During one afternoon last week, a group of three military members walked with difficulty into the facility. The least severely hurt, 28-year-old one soldier, reported an FPV blast had torn a minor wound in his limb. “War is horrific. My comrade next to me, a fellow soldier, was fatally wounded,” he said. “He fell down. Subsequently the Russians released a second grenade on him.” He continued: “All structures in the village is demolished. We see drones everywhere and casualties. Our side's and theirs.”
Dvorskyi said his squad endured over a month in a forest area close to the city, which Russia has been attempting to capture since last year. Sole access to get to their location was on foot. Necessary provisions arrived by quadcopter: food and drinking water. Seven days after he was injured, he walked five kilometers (roughly three miles), requiring three hours, to a point where an armoured vehicle was able to pick him up.
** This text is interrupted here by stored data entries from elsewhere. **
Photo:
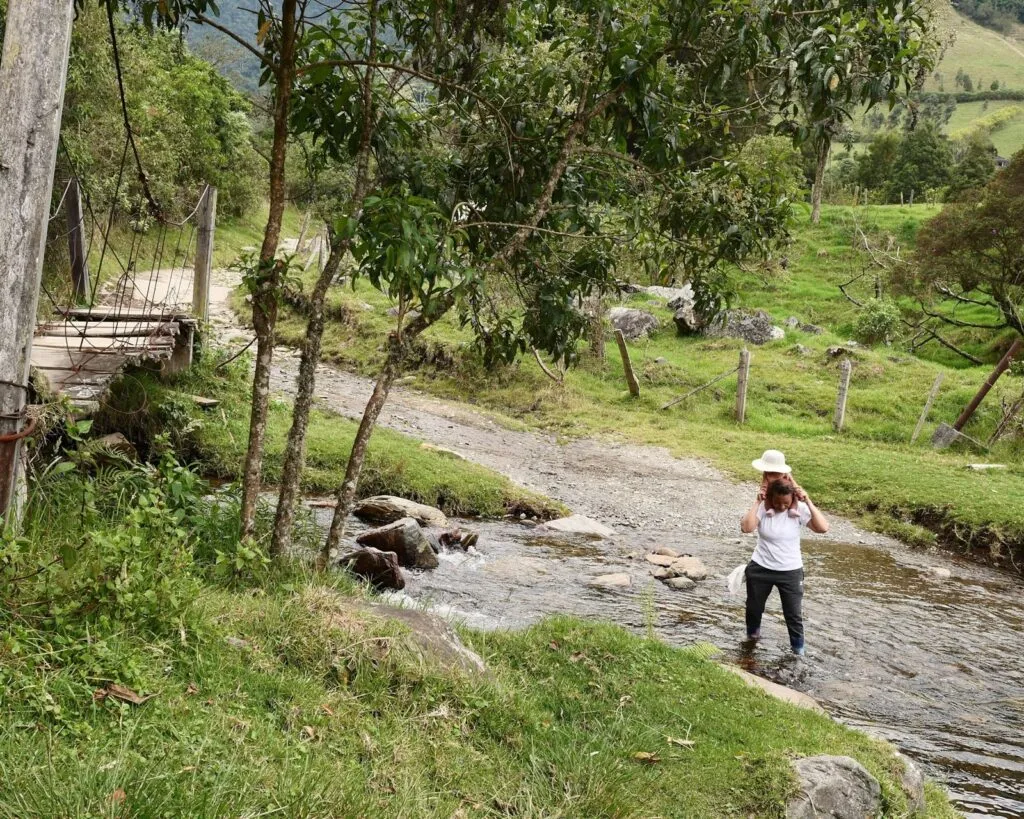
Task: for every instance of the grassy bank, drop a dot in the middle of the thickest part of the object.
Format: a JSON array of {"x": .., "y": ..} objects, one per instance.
[
  {"x": 264, "y": 693},
  {"x": 869, "y": 470},
  {"x": 142, "y": 406}
]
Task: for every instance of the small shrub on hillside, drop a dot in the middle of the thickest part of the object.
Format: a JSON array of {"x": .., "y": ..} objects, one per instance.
[{"x": 879, "y": 322}]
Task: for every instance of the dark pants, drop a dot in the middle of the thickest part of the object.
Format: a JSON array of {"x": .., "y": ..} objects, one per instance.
[{"x": 760, "y": 582}]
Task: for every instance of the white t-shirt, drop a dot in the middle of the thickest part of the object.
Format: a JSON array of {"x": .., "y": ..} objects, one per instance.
[{"x": 778, "y": 539}]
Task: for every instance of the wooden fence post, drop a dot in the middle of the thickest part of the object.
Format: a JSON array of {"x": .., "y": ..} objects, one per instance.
[
  {"x": 631, "y": 379},
  {"x": 204, "y": 254},
  {"x": 928, "y": 406},
  {"x": 844, "y": 388},
  {"x": 76, "y": 243},
  {"x": 742, "y": 379},
  {"x": 33, "y": 72}
]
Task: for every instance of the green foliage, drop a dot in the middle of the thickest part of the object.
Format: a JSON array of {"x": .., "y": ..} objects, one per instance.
[
  {"x": 973, "y": 253},
  {"x": 975, "y": 168},
  {"x": 879, "y": 322},
  {"x": 190, "y": 127}
]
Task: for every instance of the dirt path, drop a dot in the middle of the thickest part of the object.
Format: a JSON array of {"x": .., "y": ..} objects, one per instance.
[{"x": 632, "y": 488}]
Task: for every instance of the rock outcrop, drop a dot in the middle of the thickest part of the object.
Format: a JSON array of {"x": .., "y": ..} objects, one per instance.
[
  {"x": 387, "y": 509},
  {"x": 407, "y": 540},
  {"x": 834, "y": 787}
]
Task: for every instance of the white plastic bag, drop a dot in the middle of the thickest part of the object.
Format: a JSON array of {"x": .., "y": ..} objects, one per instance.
[{"x": 736, "y": 579}]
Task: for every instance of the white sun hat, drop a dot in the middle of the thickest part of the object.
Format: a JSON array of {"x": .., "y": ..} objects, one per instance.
[{"x": 772, "y": 461}]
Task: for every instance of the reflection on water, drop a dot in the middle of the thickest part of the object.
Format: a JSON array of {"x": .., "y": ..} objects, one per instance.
[{"x": 933, "y": 665}]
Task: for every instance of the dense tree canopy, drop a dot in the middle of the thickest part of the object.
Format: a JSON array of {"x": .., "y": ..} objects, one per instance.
[{"x": 970, "y": 259}]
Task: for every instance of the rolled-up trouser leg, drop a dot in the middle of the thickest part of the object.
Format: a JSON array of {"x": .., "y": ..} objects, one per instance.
[
  {"x": 791, "y": 589},
  {"x": 758, "y": 589}
]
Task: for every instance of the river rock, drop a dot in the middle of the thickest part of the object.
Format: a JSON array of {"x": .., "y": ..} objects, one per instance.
[
  {"x": 379, "y": 568},
  {"x": 407, "y": 540},
  {"x": 689, "y": 566},
  {"x": 632, "y": 322},
  {"x": 617, "y": 580},
  {"x": 752, "y": 326},
  {"x": 839, "y": 787},
  {"x": 674, "y": 297},
  {"x": 913, "y": 785},
  {"x": 579, "y": 524},
  {"x": 387, "y": 509}
]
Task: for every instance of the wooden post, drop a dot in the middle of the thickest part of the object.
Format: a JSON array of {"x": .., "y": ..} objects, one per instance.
[
  {"x": 76, "y": 243},
  {"x": 302, "y": 233},
  {"x": 33, "y": 72},
  {"x": 989, "y": 383},
  {"x": 631, "y": 379},
  {"x": 844, "y": 388},
  {"x": 207, "y": 219},
  {"x": 742, "y": 379},
  {"x": 928, "y": 406}
]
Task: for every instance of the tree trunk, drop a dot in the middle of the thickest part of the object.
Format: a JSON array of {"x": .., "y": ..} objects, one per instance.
[
  {"x": 266, "y": 292},
  {"x": 819, "y": 175},
  {"x": 295, "y": 454},
  {"x": 346, "y": 494},
  {"x": 295, "y": 449}
]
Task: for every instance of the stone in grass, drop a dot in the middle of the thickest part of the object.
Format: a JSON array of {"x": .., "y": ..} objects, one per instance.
[
  {"x": 617, "y": 580},
  {"x": 388, "y": 508},
  {"x": 578, "y": 524},
  {"x": 407, "y": 540},
  {"x": 834, "y": 786},
  {"x": 380, "y": 569},
  {"x": 631, "y": 322}
]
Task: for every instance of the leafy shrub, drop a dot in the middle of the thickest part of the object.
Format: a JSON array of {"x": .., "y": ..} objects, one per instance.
[{"x": 879, "y": 322}]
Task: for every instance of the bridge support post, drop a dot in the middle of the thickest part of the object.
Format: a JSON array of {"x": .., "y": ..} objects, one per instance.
[
  {"x": 204, "y": 254},
  {"x": 33, "y": 73}
]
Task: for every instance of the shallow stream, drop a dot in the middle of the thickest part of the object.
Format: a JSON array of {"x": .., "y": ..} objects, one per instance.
[{"x": 934, "y": 665}]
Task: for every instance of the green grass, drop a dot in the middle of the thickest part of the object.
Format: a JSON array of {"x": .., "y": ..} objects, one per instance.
[
  {"x": 869, "y": 470},
  {"x": 172, "y": 248},
  {"x": 984, "y": 54},
  {"x": 280, "y": 694},
  {"x": 141, "y": 405}
]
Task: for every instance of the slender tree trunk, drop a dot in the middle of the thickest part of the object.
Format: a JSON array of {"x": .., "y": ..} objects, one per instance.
[
  {"x": 267, "y": 290},
  {"x": 295, "y": 453},
  {"x": 346, "y": 494},
  {"x": 295, "y": 450},
  {"x": 819, "y": 175}
]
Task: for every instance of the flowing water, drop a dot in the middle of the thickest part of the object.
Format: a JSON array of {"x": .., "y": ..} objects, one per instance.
[{"x": 932, "y": 664}]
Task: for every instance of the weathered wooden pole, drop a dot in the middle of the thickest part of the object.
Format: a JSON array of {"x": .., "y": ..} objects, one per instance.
[
  {"x": 928, "y": 406},
  {"x": 76, "y": 243},
  {"x": 207, "y": 218},
  {"x": 844, "y": 389},
  {"x": 33, "y": 72},
  {"x": 741, "y": 381},
  {"x": 631, "y": 379},
  {"x": 1000, "y": 368}
]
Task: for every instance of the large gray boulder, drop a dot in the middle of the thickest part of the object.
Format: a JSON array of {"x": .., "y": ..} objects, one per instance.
[
  {"x": 388, "y": 508},
  {"x": 752, "y": 326},
  {"x": 834, "y": 787},
  {"x": 634, "y": 324},
  {"x": 379, "y": 568},
  {"x": 407, "y": 540}
]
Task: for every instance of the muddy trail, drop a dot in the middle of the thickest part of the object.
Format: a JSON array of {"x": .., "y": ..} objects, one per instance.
[{"x": 930, "y": 662}]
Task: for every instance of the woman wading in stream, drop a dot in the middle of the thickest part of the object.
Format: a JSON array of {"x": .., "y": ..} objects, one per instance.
[{"x": 777, "y": 561}]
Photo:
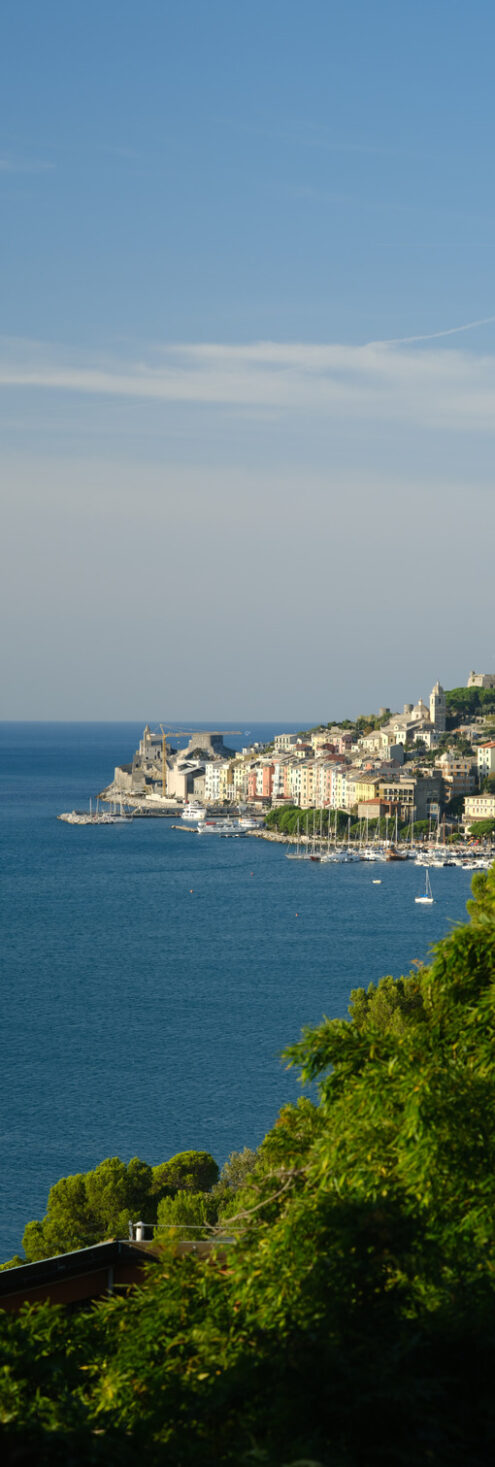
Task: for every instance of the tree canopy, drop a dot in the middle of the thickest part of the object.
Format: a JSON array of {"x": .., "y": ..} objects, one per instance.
[
  {"x": 97, "y": 1205},
  {"x": 351, "y": 1322}
]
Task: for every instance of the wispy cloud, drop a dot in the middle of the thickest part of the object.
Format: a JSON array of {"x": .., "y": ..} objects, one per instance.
[
  {"x": 434, "y": 336},
  {"x": 398, "y": 380}
]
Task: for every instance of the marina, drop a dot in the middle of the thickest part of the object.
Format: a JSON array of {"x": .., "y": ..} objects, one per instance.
[{"x": 175, "y": 971}]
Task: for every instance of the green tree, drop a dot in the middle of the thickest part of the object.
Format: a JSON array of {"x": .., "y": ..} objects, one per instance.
[
  {"x": 187, "y": 1171},
  {"x": 353, "y": 1321},
  {"x": 188, "y": 1213}
]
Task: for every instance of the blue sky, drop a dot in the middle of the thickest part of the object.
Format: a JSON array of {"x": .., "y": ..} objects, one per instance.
[{"x": 243, "y": 476}]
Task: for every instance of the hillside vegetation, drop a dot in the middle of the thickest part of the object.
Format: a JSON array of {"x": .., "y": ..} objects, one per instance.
[{"x": 353, "y": 1321}]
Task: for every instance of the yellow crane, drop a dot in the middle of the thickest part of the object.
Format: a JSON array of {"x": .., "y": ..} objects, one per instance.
[{"x": 182, "y": 734}]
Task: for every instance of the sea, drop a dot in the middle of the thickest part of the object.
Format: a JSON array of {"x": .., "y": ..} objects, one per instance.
[{"x": 152, "y": 979}]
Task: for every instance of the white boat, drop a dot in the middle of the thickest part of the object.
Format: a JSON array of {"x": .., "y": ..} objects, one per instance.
[
  {"x": 193, "y": 811},
  {"x": 428, "y": 898}
]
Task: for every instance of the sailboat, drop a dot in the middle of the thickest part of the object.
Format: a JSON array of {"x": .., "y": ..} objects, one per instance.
[{"x": 428, "y": 898}]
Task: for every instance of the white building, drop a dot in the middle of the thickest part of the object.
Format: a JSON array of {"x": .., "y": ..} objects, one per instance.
[
  {"x": 481, "y": 679},
  {"x": 479, "y": 807},
  {"x": 485, "y": 760}
]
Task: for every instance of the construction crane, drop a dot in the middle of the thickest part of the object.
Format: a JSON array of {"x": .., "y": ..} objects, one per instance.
[{"x": 182, "y": 734}]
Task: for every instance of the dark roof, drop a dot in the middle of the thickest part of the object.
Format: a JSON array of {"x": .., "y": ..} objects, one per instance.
[{"x": 69, "y": 1265}]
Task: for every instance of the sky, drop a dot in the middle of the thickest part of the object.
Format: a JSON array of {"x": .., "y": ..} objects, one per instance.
[{"x": 247, "y": 355}]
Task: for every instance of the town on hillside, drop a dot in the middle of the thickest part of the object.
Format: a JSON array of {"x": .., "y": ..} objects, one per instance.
[{"x": 434, "y": 762}]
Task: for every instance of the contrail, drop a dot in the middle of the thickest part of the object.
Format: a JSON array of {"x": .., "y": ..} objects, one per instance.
[{"x": 432, "y": 336}]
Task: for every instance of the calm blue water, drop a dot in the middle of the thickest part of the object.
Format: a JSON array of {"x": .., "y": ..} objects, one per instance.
[{"x": 152, "y": 977}]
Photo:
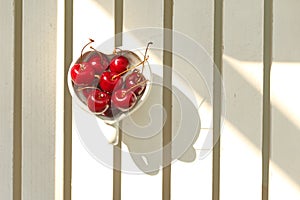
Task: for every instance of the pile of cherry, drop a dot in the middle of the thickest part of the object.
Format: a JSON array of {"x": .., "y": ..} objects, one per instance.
[{"x": 109, "y": 84}]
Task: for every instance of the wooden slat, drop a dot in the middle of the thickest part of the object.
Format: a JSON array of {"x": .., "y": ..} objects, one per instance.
[
  {"x": 151, "y": 187},
  {"x": 9, "y": 70},
  {"x": 267, "y": 61},
  {"x": 39, "y": 99},
  {"x": 167, "y": 98},
  {"x": 17, "y": 128},
  {"x": 117, "y": 150},
  {"x": 242, "y": 75},
  {"x": 193, "y": 179},
  {"x": 217, "y": 98},
  {"x": 285, "y": 110},
  {"x": 68, "y": 57}
]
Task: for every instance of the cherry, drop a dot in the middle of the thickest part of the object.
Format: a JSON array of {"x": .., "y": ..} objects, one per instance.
[
  {"x": 135, "y": 79},
  {"x": 87, "y": 91},
  {"x": 98, "y": 101},
  {"x": 110, "y": 81},
  {"x": 99, "y": 62},
  {"x": 123, "y": 99},
  {"x": 82, "y": 74},
  {"x": 118, "y": 64}
]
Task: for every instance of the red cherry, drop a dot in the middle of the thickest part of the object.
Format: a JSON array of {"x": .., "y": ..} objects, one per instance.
[
  {"x": 109, "y": 81},
  {"x": 98, "y": 101},
  {"x": 118, "y": 64},
  {"x": 123, "y": 99},
  {"x": 133, "y": 79},
  {"x": 99, "y": 64},
  {"x": 111, "y": 112},
  {"x": 82, "y": 74},
  {"x": 88, "y": 91}
]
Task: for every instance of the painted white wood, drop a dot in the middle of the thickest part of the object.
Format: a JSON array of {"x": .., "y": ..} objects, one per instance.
[
  {"x": 139, "y": 14},
  {"x": 285, "y": 160},
  {"x": 39, "y": 99},
  {"x": 194, "y": 180},
  {"x": 242, "y": 72},
  {"x": 90, "y": 179},
  {"x": 6, "y": 102}
]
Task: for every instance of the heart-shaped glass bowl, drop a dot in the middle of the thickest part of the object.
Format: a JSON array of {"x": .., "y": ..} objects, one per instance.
[{"x": 134, "y": 59}]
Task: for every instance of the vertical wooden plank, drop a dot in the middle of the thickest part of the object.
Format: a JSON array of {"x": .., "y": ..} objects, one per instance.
[
  {"x": 7, "y": 105},
  {"x": 117, "y": 150},
  {"x": 217, "y": 98},
  {"x": 90, "y": 179},
  {"x": 167, "y": 98},
  {"x": 240, "y": 176},
  {"x": 39, "y": 99},
  {"x": 267, "y": 61},
  {"x": 68, "y": 57},
  {"x": 18, "y": 98},
  {"x": 284, "y": 176},
  {"x": 193, "y": 179},
  {"x": 136, "y": 184}
]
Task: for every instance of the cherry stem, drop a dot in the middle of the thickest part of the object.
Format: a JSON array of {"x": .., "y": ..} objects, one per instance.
[
  {"x": 149, "y": 43},
  {"x": 97, "y": 76},
  {"x": 99, "y": 54},
  {"x": 84, "y": 88},
  {"x": 115, "y": 50},
  {"x": 115, "y": 76},
  {"x": 91, "y": 41},
  {"x": 140, "y": 83}
]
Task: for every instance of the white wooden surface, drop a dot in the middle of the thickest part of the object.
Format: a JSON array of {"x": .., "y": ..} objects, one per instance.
[
  {"x": 242, "y": 73},
  {"x": 241, "y": 136},
  {"x": 90, "y": 179},
  {"x": 285, "y": 160},
  {"x": 39, "y": 99},
  {"x": 6, "y": 102},
  {"x": 194, "y": 180}
]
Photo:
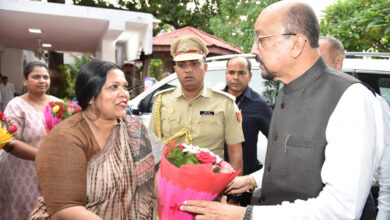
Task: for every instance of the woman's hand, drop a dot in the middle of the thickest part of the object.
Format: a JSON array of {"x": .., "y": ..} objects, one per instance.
[
  {"x": 239, "y": 184},
  {"x": 213, "y": 210},
  {"x": 21, "y": 149},
  {"x": 74, "y": 213}
]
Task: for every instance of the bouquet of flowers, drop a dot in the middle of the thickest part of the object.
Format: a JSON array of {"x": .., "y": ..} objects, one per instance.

Upon arrival, a medical staff assessed his physical condition. Following care, a medical attendant provided him with fresh civilian clothes: a T-shirt and a pair of light-colored jeans.
The soldier, 28, stated a first-person view aerial device caused a minor injury in his leg.
A different casualty, 38-year-old a serviceman, recounted a drone blast had left him with a head injury. “I was in a trench shelter. Suddenly it went dark. I couldn’t feel any feeling or any sound,” he explained. “I believe I was fortunate to remain alive. A relative has been lost. We face ongoing detonations.” A builder employed in a neighboring country, he said he had returned to Ukraine and volunteered to serve days before Vladimir Putin’s full-scale invasion in early 2022.
Another military member, a serviceman, had been struck in the upper body. He groaned as medical staff laid him on a medical cot, removed a bloody bandage and treated his recent injury from fragments. Wrapped in a thermal sheet, he borrowed a cellphone to ring his family member. “A piece of mortar hit me. It was a deflected projectile. My condition is stable,” he informed her. What were his plans now? “To recover. That will take a several months. Subsequently, to go back to my military group. Our forces has to protect our nation,” he affirmed.
Medical staff care for the wounded soldier, who was injured in the dorsal area by a fragment of artillery shell.
Since 2022, Russia has consistently attacked hospitals, clinics, obstetric units and emergency vehicles. According to human rights groups, 261 health workers have been killed in nearly two thousand attacks. This subterranean hospital is constructed from multiple reinforced shelters, with wooden supports, earth and sand placed above up to ground level. It is designed to resist direct hits from large-caliber artillery shells and even three eight-kilogram explosive devices dropped by drone.
A major steel and mining company, which financed the building, plans to build 20 facilities in total. A senior official of Ukraine’s security agency and ex- military leader, the official, said they would be “critically essential for preserving the survival of our armed forces and supporting troops on the frontline.” The company described the project as the “most ambitious and demanding” it had implemented after Russia’s invasion.
One of the facility's surgical rooms.
The surgeon, explained some wounded soldiers had to endure delays many hours or even multiple days before they could be evacuated because of the danger of aerial attacks. “We had a pair of severely injured patients who came at the early hours. I had to perform a double amputation on one of them. The soldier's bleeding control device had been on for so long there was no alternative.” What is his method with traumatic operations? “I’ve been healthcare for 20 years. You have to concentrate,” he said.
Orderlies wheeled the soldier up the passage and into an ambulance. The transport was parked beneath a shrub. He and the two other military members were taken to the urban center of a major city for additional medical care. The subterranean medical team paused for rest. The facility's orange feline, the mascot, walked up to the doorway to await the next arrivals. “Our facility operates open 24 hours a day,” the surgeon said. “The work is continuous.”